AIUI a Constitutional Convention cannot be limited to one single issue and nobody wants one because it will open up Pandora’s Box.
“I’m guessing that the key element is …” My memory is that SCOTUS followed a well worn path of overturning the Constitution by judicial fiat, justified with twaddle about emanations and penumbras (honest!). So first you magically find an implicit right to privacy in the Constitution – as if the chaps who wrote the document were incapable of being explicit about it. Then you argue that prohibiting abortion would restrict that right and, bingo, neither the State nor the People may restrict abortion. Easy peasy. Even though for the whole history of the Republic up to that point it was a right reserved to the States or the People – as are all rights not explicitly granted to the Union. It says so in the bloody Constitution.
I’m rather an admirer of the Constitution but I do admit that whenever the pressure is on, whenever a matter seems important enough to the powers that be, the Constitution is ignored. The USA as we know it was made by ignoring the Constitution and proceeding with the Louisiana Purchase, for heaven’s sake. The Prez at the time was that lamentable twister Jefferson. He drama-queened a bit about its unconstitutionality and then signed up for it anyway.

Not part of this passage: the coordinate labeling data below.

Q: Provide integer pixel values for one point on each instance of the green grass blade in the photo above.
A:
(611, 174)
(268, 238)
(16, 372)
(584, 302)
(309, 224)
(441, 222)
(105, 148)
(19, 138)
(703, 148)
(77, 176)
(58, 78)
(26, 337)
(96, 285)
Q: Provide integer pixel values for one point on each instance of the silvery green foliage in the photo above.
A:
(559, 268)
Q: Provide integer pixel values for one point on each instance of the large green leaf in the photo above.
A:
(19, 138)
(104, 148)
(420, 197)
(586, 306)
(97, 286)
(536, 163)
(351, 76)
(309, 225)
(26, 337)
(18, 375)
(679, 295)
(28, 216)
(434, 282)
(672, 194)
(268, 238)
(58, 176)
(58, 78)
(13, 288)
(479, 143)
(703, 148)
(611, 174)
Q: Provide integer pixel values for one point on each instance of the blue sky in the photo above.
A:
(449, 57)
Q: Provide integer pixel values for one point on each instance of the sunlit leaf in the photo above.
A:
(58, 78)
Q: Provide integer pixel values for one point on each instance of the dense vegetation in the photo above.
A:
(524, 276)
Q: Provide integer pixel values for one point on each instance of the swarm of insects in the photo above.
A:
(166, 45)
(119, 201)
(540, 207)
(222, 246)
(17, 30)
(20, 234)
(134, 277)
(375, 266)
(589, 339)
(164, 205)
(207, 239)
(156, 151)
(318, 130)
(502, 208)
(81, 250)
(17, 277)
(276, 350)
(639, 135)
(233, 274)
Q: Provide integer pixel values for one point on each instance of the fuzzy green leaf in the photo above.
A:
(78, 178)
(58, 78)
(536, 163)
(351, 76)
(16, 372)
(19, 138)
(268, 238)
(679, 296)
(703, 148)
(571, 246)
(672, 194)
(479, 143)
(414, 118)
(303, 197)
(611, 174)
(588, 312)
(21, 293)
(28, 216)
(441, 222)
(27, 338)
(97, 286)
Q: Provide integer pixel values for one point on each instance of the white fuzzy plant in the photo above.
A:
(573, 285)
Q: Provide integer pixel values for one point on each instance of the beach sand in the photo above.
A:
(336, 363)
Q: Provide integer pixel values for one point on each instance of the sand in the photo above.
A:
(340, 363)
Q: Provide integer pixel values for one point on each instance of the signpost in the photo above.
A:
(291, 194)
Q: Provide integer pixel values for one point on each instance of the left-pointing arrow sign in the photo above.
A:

But that’s not the problem, really is it? Sure, some places like Georgia, Louisiana, Alabama, etc. will either ban abortion entirely or restrict abortion to such an extent that it’s easier to take a few days vacation to Massachusetts and get the abortion there where it will likely remain unrestricted.
No, the big problem here is that it removes the appeal to the authority of the US Supreme Court that has been upholding this wrong and utterly flawed view on abortion since Roe v Wade was called. It has been this half century of Federal interference which is the aberration. Returning decisions on abortion law to the individual states would merely restore an element of reasonableness back in the argument.
I struggle to see any Supreme Court actually make such a ruling, especially under the current Democrat regime pretending it’s a legitimate government.